November 18, 2011 1 comment

There are two interesting developments in the eurozone crisis.

  • The first is that there seems to be no discrimination coming from financial markets anymore. The French (and Dutch, and Belgian, and counting…) spreads are dangerously increasing, not for objective reasons, but rather because France (and then Belgium, and the Netherlands, and counting…) is perceived as the next country in line after Italy. It is clear that the process will not stop, and that today the only investment that is considered safe is German bunds.
  • The second development is that besides the German government, the  Bundesbank president, and of course the ECB, there is increasing consensus that only a radical shift in monetary policy can stop contagion, building a firewall around eurozone sovereign debt. It is impossible to have well functioning bonds markets with 17 governments de facto borrowing in foreign currencies, and without a lender of last resort.
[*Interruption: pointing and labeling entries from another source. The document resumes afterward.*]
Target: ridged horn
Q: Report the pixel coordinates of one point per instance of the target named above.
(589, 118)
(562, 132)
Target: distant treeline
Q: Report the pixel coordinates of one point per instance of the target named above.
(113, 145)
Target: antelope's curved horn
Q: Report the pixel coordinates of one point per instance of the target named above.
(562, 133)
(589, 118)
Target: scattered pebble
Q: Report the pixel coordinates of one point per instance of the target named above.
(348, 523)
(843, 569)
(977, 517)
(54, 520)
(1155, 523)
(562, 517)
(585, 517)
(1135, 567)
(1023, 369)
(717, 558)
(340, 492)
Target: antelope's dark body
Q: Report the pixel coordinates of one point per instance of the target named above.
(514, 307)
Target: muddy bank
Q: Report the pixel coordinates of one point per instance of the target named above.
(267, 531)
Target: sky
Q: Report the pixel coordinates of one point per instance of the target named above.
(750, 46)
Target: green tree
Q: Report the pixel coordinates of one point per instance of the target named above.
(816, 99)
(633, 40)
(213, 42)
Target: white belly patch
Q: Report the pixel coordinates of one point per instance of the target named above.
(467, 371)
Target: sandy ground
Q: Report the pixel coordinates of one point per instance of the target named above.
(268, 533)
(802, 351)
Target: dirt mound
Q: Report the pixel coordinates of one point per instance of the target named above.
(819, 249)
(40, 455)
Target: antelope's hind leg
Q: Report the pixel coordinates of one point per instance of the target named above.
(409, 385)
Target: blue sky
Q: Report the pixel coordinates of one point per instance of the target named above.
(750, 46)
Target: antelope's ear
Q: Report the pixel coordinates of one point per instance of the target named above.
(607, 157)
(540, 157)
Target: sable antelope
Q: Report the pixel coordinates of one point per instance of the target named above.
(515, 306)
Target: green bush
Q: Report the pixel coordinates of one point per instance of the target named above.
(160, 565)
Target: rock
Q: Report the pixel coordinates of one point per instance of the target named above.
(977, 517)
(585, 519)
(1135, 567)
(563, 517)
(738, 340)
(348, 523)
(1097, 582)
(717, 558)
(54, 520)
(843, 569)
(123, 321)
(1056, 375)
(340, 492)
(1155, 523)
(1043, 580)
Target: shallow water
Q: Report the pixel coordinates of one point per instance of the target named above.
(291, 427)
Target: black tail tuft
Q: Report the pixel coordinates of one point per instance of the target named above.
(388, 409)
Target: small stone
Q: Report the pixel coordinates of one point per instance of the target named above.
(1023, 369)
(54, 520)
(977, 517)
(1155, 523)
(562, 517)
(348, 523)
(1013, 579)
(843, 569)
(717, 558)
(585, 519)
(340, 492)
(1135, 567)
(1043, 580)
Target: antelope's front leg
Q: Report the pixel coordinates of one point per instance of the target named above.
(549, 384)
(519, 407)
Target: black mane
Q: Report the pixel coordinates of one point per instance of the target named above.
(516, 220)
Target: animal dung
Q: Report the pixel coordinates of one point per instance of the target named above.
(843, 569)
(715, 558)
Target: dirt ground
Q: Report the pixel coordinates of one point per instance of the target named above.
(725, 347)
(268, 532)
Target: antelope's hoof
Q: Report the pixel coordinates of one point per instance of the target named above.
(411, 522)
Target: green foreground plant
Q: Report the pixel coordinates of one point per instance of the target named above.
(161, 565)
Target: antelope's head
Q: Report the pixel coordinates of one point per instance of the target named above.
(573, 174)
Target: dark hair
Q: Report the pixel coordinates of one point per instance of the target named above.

The two developments are of course related. It becomes increasingly clear that national government, independently of their past wrongdoings or virtuous behavior, are less and less responsible for speculative attacks, that seem to be fueled by the perceived flaws in the EMU governance design: countries with very limited fiscal space and even more limited fiscal pooling, borrowing in a foreign currency without a Lender of last resort umbrella, and experiencing increasing external imbalances.

As somebody would have said some time ago, “it’s the eurozone, stupid!

Paul Krugman on the End of the Euro

November 9, 2011 Leave a comment

There is no need to write a post on the latest developments in Italy and in the eurozone. Paul Krugman says better than I could, how close we are to Armageddon.
There is only one very minor point of dissent, that for once makes me less pessimist than he is. I give more importance to the Italian internal factors than he does. If a solution is found to the current political turmoil, there may be a truce in the speculative attacks, and the spreads may go down to more manageable levels.
It remains true that without a rapid u-turn of the ECB, speculation will not be defused.